Today I am looking at two of the FTSE’s major movers.
Copper-bottomed qualms
With the commodities sector suffering another washout in Tuesday’s session, it comes as little surprise that dedicated copper miner KAZ Minerals (LSE: KAZ) has suffered an extra share price fall. Indeed, a 4% deficit in today’s session means the business has surrendered a colossal 62% of its value since the start of 2015 alone.
And further economic indicators today suggest additional heavy weather could be in store. Latest Chinese export data showed shipments slide for their fifth straight month in November, this time by a chunky 3.7% on a yuan-denominated basis.
Sure, shipments of refined copper into the country may have ticked 8.7% higher last month, to 460,000 tonnes, but this represents nothing more than bargain hunting amid subdued metal prices — ‘Doctor Copper’ slumped to fresh six-year troughs below $4,500 per tonne recently.

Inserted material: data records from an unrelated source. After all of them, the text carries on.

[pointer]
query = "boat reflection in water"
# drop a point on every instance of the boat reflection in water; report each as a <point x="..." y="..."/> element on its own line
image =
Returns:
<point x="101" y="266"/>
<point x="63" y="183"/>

Instead, investors should treat the decision by Chinese smelters to slash 350,000 tonnes of output in 2016 as a more accurate picture of the copper market imbalance. And a slew of further economic releases from Beijing in the coming weeks are likely to add to today’s worrying export data, and the possibility of further share price falls across the mining and energy sectors.
KAZ Minerals cheered its shareholders last week with news of maiden copper from its Aktogay asset in eastern Kazakhstan, a project that will produce a total of 105,000 tonnes per annum for 10 years from 2017.
But with KAZ Minerals facing a backdrop of subdued metal prices, whilst also battling a $1.85bn net debt mountain, I believe the mining play remains a precarious stock selection. After three consecutive earnings falls, the business is finally expected to slip to losses of 2.1 US cents per share in 2015. And I would not back KAZ Minerals to snap back into the black any time soon.
Mighty medical potential
Pharmaceuticals giant ImmuPharma (LSE: IMM) did not face such troubles in Tuesday trading, however, and the business was last dealing 15% higher from Monday’s close. The London firm has proved quite the tearaway following positive testing news yesterday, adding to the 18% advance punched in the previous session.
ImmuPharma announced at the start of the week that it had opened its first US sites for patient recruitment as part of critical Phase III testing of its lupus treatment Lupuzor. The drugs giant plans to open ten facilities in the country and a further 35 in Europe, with trials due to run up until 2017.
ImmuPharma’s Lupuzor is seen as a potential game-changer in the battle against the auto-immune disease, making the business a possible earnings hit in the years to come. But of course the nature of drugs testing is fraught with peril, with testing setbacks resulting in huge revenues losses and escalating development costs.
With no revenues to offset stonking R&D expenses, ImmuPharma is expected to swallow further losses of 7.5p and 7.6p per share in 2015 and 2016 correspondingly. But for bold investors I believe the company’s long-term growth outlook is certainly worth checking out.